1. Testing basic ops
a. This phase will test basic operations, i.e., insert, query, delete, @, and *. This will
test if everything is correctly replicated. There is no concurrency in operations
and there is no failure either.
2. Testing concurrent ops with different keys
a. This phase will test if your implementation can handle concurrent operations
under no failure.
b. The tester will use independent (key, value) pairs inserted/queried concurrently
on all the nodes.
3. Testing concurrent ops with same keys
a. This phase will test if your implementation can handle concurrent operations with
same keys under no failure.
b. The tester will use the same set of (key, value) pairs inserted/queried
concurrently on all the nodes.
4. Testing one failure
a. This phase will test one failure with every operation.
b. One node will crash before operations start. After all the operations are done, the
node will recover.
c. This will be repeated for each and every operation.
5. Testing concurrent operations with one failure
a.
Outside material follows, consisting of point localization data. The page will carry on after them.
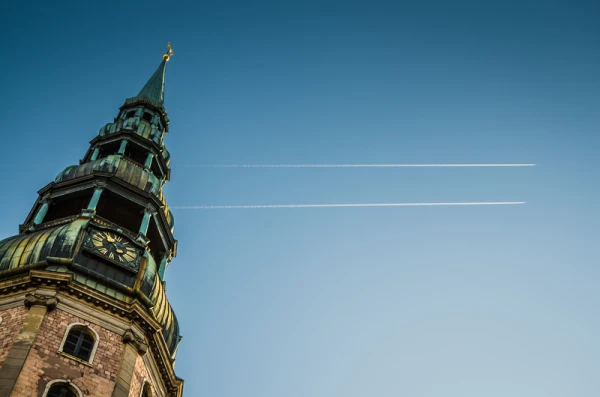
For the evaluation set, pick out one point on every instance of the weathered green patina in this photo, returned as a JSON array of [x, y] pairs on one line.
[[57, 243]]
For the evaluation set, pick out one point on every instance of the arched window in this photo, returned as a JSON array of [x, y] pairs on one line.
[[61, 388], [80, 341]]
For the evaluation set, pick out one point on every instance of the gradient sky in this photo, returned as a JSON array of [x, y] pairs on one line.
[[353, 302]]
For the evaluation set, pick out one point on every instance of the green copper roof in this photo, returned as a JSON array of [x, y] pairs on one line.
[[154, 90]]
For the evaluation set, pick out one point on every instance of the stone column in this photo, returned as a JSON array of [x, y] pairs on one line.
[[123, 146], [134, 346], [41, 214], [91, 209], [163, 266], [148, 162], [9, 372]]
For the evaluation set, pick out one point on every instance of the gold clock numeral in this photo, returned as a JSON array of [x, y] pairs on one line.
[[128, 257]]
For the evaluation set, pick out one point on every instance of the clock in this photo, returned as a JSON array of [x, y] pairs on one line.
[[114, 247]]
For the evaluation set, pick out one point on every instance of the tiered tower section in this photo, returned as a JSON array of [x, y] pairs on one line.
[[82, 299]]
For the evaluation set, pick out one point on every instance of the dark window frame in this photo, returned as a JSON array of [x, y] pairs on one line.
[[79, 343]]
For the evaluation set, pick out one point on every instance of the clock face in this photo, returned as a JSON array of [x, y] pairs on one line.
[[114, 247]]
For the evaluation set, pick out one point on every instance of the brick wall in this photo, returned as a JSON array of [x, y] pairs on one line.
[[44, 363], [12, 320], [137, 382]]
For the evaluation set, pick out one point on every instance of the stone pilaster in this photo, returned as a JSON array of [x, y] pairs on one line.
[[134, 346]]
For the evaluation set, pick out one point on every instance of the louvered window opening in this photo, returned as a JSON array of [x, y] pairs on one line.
[[61, 390], [79, 343]]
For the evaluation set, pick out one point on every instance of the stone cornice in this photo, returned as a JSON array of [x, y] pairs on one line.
[[49, 302]]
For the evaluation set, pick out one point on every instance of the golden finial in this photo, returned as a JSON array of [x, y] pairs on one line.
[[167, 55]]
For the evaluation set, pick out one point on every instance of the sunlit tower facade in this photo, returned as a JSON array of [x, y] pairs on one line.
[[83, 307]]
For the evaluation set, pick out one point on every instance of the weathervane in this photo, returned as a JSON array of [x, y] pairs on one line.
[[167, 55]]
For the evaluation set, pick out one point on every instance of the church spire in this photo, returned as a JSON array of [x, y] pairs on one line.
[[154, 90]]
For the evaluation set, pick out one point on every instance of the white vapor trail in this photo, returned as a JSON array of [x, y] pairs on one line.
[[218, 207], [351, 165]]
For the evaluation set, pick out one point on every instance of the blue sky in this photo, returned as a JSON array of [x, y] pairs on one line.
[[427, 302]]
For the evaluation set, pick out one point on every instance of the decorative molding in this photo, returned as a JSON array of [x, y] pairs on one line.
[[49, 302], [67, 381], [140, 345]]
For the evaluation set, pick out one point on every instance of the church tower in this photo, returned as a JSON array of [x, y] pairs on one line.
[[83, 308]]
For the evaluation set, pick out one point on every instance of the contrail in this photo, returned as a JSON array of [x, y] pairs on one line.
[[219, 207], [351, 165]]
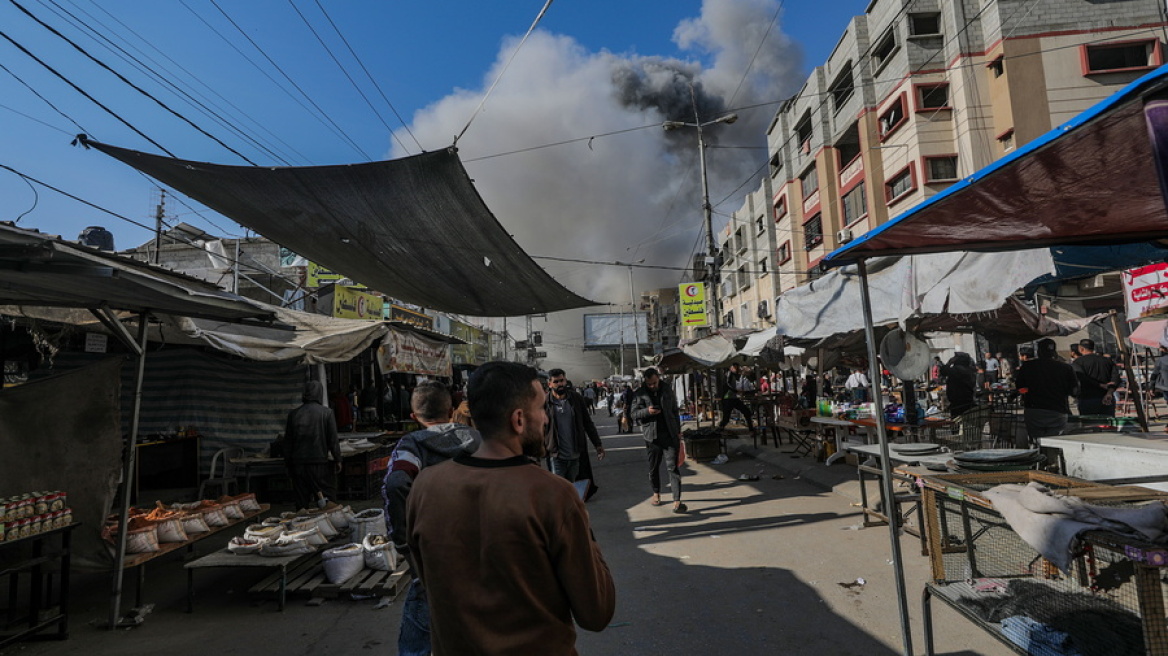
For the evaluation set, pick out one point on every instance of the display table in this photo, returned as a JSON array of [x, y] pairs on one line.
[[1105, 456], [47, 602], [224, 558], [1110, 601]]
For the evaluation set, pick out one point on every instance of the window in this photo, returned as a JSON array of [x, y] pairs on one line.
[[884, 50], [842, 88], [932, 97], [998, 65], [855, 204], [803, 133], [776, 165], [899, 185], [1120, 56], [940, 168], [784, 253], [1007, 140], [813, 231], [810, 182], [925, 25], [892, 118]]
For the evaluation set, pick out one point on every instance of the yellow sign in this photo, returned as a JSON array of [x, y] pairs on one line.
[[319, 274], [350, 304], [692, 297]]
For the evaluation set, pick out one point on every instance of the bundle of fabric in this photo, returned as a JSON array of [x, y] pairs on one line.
[[1051, 524]]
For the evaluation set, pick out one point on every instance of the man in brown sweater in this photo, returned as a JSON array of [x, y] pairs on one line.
[[505, 548]]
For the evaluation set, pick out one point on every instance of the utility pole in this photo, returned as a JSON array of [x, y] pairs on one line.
[[159, 213], [707, 209]]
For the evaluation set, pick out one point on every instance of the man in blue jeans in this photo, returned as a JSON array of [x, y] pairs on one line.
[[569, 425], [438, 440]]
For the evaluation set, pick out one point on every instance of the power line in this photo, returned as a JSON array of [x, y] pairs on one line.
[[83, 92], [131, 84], [346, 72], [372, 78], [242, 113], [287, 77], [143, 68]]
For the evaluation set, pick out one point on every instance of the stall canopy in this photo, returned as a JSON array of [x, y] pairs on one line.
[[414, 228], [1096, 180], [42, 270]]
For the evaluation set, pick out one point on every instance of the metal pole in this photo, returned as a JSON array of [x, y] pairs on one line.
[[637, 337], [890, 508], [1134, 391], [711, 252], [127, 475]]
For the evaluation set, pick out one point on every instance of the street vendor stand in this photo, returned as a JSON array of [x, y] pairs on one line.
[[1098, 180]]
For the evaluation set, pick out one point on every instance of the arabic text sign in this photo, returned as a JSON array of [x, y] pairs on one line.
[[350, 304], [1146, 291], [692, 297]]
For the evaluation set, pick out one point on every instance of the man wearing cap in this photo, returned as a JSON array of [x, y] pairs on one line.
[[505, 548]]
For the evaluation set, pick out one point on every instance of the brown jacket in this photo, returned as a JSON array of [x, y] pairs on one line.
[[507, 557]]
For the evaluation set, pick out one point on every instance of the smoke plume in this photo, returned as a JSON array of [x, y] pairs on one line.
[[632, 195]]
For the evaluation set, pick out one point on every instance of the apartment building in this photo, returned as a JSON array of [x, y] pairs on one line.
[[918, 95]]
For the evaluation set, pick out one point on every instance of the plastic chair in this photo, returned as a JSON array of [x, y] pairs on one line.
[[228, 470]]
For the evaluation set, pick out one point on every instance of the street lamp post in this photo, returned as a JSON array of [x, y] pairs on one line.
[[711, 252]]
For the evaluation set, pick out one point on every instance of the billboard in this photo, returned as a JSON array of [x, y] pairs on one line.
[[611, 330], [692, 297]]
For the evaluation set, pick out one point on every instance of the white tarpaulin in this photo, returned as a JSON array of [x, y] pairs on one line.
[[410, 353], [958, 283]]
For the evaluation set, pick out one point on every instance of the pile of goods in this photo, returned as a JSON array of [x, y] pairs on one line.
[[179, 522], [30, 514]]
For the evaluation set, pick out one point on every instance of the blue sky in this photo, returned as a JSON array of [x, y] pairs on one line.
[[431, 64]]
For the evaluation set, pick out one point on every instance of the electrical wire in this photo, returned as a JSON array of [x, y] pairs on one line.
[[372, 78], [131, 84]]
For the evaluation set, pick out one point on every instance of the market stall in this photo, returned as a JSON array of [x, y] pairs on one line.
[[1097, 180]]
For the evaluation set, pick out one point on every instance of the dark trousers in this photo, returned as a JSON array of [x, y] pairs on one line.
[[731, 404], [658, 452], [308, 479]]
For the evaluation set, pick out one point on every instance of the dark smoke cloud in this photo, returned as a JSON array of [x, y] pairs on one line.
[[631, 196]]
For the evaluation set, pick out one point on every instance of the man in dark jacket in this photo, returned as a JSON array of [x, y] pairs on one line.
[[569, 424], [310, 440], [437, 441], [655, 410], [1045, 385], [1098, 378]]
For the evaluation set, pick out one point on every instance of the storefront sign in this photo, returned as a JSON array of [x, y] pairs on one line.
[[409, 353], [692, 297], [352, 304], [1146, 291], [414, 318], [320, 276]]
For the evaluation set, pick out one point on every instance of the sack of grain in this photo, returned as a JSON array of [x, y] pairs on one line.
[[342, 563], [380, 553]]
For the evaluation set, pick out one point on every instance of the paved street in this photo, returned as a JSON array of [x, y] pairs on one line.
[[753, 569]]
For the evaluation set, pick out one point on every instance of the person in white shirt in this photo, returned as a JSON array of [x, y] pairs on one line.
[[857, 385]]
This phase will execute operations concurrently and crash one node in the
middle of the execution. After some time, the failed node will also recover in the
middle of the execution.
6. Testing concurrent operations with one consistent failure
a. This phase will crash one node at a time consistently, i.e., one node will crash
then recover, and another node will crash and recover, etc.
b. There will be a brief period of time in between the crash-recover sequence.
Each testing phase is quite intensive (i.e., it will take some time for each phase to finish), so the
tester allows you to specify which testing phase you want to test. You won’t have to wait until
everything is finished every time. However, you still need to make sure that you run the tester in
its entirety before you submit. We will not test individual testing phases separately in our
grading.
● You can specify which testing phase you want to test by providing ‘-p’ or ‘--phase’
argument to the tester.
● Note: If you run an individual phase with "-p", it will always be a fresh install. However if
you run all phases (without "-p"), it will not always be a fresh install; the grader will do a
fresh-install before phase 1, and do another fresh-install before phase 2. Afterwards,
there will be no install. This means that all data from previous phases will remain intact.
● ‘-h’ argument will show you what options are available.
● The grader uses multiple threads to test your code and each thread will independently
print out its own log messages. This means that an error message might appear in the
middle of the combined log messages from all threads, rather than at the end.
● Download a testing program for your platform. If your platform does not run it, please
report it on Piazza.
○ Windows: We’ve tested it on 32- and 64-bit Windows 8.
○ Linux: We’ve tested it on 32- and 64-bit Ubuntu 12.04.
○ OS X: We’ve tested it on 32- and 64-bit OS X 10.9 Mavericks.
● Before you run the program, please make sure that you are running five AVDs. python
run_avd.py 5 will do it.
● Run the testing program from the command line.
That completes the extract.